Simon Danisch / Aug 21 2019

Data Transformation

In previous notebooks we learned how to use marks and visual encodings to represent individual data records. Here we will explore methods for transforming data, including the use of aggregates to summarize multiple records. Data transformation is an integral part of visualization: choosing the variables to show and their level of detail is just as important as choosing appropriate visual encodings. After all, it doesn't matter how well chosen your visual encodings are if you are showing the wrong information!

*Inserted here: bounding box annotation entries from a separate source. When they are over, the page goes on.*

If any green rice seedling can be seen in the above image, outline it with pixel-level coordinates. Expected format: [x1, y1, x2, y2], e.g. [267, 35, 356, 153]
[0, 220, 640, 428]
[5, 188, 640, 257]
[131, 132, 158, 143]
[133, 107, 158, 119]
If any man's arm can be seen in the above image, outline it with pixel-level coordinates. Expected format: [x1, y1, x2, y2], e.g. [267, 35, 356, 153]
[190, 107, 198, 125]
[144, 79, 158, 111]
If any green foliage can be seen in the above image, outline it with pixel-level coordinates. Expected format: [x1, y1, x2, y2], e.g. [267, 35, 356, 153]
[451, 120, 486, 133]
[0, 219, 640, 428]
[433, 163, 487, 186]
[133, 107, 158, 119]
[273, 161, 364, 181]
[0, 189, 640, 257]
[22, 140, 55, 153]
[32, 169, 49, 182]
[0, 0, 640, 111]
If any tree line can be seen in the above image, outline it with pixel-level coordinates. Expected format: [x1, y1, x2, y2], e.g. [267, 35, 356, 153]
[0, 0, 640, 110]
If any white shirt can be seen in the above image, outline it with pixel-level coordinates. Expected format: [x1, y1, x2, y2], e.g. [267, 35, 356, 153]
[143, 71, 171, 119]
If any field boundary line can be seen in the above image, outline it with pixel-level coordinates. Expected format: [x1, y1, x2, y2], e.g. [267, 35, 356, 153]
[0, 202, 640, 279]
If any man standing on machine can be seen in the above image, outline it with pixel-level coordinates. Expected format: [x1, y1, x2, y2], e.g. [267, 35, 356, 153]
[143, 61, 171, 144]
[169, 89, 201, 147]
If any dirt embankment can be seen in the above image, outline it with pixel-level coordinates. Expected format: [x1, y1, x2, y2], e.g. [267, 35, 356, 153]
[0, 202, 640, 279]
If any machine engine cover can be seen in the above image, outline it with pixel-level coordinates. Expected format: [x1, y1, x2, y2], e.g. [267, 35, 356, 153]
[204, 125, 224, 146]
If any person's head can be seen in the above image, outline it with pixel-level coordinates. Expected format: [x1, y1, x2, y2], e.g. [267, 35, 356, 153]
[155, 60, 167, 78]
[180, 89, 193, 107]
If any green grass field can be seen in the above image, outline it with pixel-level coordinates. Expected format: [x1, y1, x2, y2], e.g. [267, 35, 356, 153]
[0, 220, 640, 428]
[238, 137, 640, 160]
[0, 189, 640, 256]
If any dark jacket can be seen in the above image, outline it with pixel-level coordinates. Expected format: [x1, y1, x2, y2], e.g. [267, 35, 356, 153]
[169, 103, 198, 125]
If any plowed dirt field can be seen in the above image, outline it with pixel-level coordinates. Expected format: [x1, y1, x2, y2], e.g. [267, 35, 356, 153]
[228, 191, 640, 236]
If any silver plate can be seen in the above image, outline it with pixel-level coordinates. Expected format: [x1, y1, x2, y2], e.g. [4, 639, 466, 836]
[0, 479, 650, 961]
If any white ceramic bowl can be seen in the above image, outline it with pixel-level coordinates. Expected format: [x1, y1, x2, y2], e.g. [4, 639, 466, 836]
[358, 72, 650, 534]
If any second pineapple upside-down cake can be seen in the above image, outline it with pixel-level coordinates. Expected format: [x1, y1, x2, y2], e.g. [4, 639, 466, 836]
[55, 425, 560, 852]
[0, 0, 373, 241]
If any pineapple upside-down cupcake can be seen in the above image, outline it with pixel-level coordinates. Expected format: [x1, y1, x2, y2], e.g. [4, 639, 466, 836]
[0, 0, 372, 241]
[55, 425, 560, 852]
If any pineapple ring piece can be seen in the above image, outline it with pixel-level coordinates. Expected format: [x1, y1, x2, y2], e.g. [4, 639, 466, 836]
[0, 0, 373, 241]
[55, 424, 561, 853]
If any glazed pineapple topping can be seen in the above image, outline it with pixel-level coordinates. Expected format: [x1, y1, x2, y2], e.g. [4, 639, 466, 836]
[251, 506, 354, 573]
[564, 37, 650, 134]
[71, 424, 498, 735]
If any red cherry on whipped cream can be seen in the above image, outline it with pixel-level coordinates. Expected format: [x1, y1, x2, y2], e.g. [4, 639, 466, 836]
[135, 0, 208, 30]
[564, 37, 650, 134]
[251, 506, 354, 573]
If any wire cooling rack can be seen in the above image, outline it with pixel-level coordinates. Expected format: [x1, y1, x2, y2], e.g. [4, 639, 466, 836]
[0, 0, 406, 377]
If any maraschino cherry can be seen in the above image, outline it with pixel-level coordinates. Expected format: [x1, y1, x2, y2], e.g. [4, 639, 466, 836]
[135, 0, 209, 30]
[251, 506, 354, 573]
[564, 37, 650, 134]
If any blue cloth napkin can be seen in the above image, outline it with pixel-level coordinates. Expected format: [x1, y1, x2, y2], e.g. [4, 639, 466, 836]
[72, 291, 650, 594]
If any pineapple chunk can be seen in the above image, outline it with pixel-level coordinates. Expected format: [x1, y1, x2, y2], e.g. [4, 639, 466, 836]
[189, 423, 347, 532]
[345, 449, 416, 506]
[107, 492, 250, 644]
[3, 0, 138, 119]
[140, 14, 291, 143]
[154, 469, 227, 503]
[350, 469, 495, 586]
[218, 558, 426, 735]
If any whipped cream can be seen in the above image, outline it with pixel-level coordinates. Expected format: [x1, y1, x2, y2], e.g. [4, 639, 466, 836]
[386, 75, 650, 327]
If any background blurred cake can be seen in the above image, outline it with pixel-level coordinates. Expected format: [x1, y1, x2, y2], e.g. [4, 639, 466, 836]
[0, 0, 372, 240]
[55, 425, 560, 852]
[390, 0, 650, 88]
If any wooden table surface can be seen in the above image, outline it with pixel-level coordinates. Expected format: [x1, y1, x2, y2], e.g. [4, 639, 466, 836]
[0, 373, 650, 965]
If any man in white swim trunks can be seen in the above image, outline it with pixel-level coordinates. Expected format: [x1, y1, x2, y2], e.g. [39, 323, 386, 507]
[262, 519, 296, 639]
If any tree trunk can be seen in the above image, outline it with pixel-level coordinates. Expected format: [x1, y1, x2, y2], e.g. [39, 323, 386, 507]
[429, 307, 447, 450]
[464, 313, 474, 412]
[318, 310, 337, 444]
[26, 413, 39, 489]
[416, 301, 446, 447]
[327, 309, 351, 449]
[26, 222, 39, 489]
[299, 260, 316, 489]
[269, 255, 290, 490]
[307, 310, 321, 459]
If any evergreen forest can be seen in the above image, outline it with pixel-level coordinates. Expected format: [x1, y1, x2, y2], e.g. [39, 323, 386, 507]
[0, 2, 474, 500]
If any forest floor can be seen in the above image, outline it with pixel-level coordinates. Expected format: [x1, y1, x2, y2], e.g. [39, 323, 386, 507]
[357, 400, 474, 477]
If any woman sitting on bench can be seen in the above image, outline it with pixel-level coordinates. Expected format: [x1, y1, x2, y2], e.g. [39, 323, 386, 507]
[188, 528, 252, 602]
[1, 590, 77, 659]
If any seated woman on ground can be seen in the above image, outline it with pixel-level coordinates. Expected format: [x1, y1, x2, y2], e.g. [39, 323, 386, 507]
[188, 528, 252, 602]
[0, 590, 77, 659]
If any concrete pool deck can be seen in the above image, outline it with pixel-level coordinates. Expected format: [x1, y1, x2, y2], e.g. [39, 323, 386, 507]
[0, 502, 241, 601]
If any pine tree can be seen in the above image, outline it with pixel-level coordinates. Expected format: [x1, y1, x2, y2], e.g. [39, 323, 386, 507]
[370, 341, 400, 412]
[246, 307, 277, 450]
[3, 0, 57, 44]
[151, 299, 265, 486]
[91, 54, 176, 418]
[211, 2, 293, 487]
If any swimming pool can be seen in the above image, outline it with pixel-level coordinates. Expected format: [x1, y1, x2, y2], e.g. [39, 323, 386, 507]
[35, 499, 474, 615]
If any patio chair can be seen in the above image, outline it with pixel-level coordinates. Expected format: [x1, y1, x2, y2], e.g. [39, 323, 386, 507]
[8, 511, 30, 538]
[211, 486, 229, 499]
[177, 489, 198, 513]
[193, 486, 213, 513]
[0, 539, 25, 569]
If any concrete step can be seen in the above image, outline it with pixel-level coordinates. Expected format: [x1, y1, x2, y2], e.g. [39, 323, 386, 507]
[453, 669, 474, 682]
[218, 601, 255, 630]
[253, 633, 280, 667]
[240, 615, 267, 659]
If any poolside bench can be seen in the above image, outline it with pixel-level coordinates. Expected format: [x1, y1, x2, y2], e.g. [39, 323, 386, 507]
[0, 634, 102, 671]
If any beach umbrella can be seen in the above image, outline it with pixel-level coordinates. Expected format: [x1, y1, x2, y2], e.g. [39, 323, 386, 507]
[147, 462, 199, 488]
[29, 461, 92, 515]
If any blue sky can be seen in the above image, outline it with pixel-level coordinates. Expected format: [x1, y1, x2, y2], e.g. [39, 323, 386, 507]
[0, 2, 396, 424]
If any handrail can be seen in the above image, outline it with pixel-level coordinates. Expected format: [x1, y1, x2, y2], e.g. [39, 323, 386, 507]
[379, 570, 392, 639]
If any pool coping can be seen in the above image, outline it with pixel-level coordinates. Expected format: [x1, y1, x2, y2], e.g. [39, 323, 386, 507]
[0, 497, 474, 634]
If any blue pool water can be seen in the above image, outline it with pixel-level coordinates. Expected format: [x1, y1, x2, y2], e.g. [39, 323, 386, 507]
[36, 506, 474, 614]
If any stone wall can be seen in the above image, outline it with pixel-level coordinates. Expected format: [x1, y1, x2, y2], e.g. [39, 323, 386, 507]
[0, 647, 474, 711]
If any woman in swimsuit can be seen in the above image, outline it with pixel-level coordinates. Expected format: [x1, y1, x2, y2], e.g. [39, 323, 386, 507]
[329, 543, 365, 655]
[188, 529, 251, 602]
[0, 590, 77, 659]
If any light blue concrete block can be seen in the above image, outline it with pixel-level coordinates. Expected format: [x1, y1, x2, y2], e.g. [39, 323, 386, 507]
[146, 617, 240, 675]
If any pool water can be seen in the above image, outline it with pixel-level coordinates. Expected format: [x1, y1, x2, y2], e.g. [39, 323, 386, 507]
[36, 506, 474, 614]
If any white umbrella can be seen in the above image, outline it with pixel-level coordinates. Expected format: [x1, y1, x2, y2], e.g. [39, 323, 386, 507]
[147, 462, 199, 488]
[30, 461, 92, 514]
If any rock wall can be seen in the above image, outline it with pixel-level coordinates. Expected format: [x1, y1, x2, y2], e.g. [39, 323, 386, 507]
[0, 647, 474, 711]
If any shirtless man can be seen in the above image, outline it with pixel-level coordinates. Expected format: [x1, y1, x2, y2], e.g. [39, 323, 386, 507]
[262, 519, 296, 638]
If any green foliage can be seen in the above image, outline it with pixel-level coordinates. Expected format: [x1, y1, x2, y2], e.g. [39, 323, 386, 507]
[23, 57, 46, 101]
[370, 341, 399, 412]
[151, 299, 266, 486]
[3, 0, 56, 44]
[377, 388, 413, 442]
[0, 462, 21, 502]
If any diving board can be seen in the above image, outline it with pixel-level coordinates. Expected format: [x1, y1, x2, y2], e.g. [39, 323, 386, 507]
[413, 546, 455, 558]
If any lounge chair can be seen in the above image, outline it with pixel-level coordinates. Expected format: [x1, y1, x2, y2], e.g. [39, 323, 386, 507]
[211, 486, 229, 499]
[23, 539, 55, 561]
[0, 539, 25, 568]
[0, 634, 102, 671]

As you work through this module, we recommend that you open the Altair Data Transformations documentation in another tab. It will be a useful resource if at any point you'd like more details or want to see what other transformations are available.

This notebook is part of the data visualization curriculum.

import pandas as pd
import altair as alt

The Movies Dataset

We will be working with a table of data about motion pictures, taken from the vega-datasets collection. The data includes variables such as the film name, director, genre, release date, ratings, and gross revenues. However, be careful when working with this data: the films are from unevenly sampled years, using data combined from multiple sources. If you dig in you will find issues with missing values and even some subtle errors! Nevertheless, the data should prove interesting to explore...

Let's retrieve the URL for the JSON data file from the vega_datasets package, and then read the data into a Pandas data frame so that we can inspect its contents.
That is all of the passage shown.